To highlight this, in over the last decade, we've seen basically a huge spike in death rates from suicide and substance abuse related, opiates and other substances, to such a degree that we've seen for the first time in the last 5 years in particular a negative trend and life expectancy for the whole US health care population. It's mostly due to these what are called deaths of despair, and we have not seen a back to back yearly regression in life expectancy in the US since 100 years ago, actually, during the great flu epidemic of 1918.
So, going into COVID, we weren't in a good situation and now of course, we're worried it has been made worse and we're worried that it's going to be even worse coming out of this. So, the access issues are involved.
There were 2 Milliman reports that were funded by the Bowman Family Foundation, which is a small family foundation—I'm an advisor to them—in 2017 and 2019 that actually specifically measured disparities into in-network access for commercially insured individuals and beneficiaries. What both those studies showed, they measured the impact, the first one was for 3 years and the one in 2019, which was published in November 2019, was for 5 years, 2013 to 2017, about 40 million covered lives, looking at their claims in 2 large databases.
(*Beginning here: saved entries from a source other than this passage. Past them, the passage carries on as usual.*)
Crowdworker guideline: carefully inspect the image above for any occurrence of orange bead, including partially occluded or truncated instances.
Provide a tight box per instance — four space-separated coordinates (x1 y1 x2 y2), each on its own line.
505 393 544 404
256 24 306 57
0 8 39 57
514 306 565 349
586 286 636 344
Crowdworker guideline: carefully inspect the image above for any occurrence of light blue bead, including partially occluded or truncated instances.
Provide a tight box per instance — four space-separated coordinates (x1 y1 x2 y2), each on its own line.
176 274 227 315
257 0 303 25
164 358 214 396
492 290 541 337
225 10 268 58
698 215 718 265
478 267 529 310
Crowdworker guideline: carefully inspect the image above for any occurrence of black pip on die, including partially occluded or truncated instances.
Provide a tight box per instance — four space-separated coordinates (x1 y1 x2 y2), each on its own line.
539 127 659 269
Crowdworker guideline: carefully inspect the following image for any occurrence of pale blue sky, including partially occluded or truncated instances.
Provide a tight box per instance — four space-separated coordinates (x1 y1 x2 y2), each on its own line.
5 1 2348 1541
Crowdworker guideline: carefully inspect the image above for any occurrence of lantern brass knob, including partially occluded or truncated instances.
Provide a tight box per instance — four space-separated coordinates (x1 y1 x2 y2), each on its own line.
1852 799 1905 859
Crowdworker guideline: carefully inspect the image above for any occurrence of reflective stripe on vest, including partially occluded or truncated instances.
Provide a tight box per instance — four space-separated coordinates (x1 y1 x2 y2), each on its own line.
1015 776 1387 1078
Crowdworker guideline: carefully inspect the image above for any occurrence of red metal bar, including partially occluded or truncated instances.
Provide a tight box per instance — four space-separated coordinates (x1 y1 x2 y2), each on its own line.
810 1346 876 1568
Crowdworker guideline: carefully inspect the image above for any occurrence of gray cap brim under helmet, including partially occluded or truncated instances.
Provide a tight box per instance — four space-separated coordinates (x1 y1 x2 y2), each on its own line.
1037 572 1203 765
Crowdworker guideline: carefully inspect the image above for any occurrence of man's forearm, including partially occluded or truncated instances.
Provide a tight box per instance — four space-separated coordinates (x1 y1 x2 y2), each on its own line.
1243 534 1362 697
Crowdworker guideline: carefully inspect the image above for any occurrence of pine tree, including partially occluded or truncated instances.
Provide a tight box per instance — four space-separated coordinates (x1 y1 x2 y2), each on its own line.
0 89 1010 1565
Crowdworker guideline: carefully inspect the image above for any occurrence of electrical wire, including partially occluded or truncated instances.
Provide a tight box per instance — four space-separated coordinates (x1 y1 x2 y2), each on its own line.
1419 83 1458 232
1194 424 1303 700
What that showed was actually a worsening over the 5 years of access to inpatient intermediate levels of care and office-based care—all categories. Substance abuse was the worst and mental health was next. So, what it showed was that, for instance, in for inpatient care, the access to in-network inpatient care for these individuals was say double digits, might be 15% or 20% depending on the state, where it might be 5% for people with all medical disorders. We saw the same thing for intensive outpatient services or office-based care. Those statistics of in-network access got worse from 2013 to 2017.
The second thing that was measured was reimbursement disparities. So, Milliman [examined] the same database in both periods of time measured whether or not psychiatrists, psychologists, and other mental health providers were paid the same as primary care doctors and other medical specialists for similar, or in some cases the exact same CPT codes. In general, on a national basis this varied a lot, but it's about a 20% differential with the behavioral professionals paid less than the medical professionals even for the same code.
The other kind of telling statistic on that is that over the 5 years in this most recent study, the average payment for behavioral professionals never got above Medicare allowables. Now, most physicians and I'm sure your audience knows that typically commercial payers pay a lot more than Medicare allowables for all doctors, hospitals, and everything. Yet, in this case on average nationally, the behavioral people never got above the Medicare allowables. Some states, some plans paid more but most didn’t.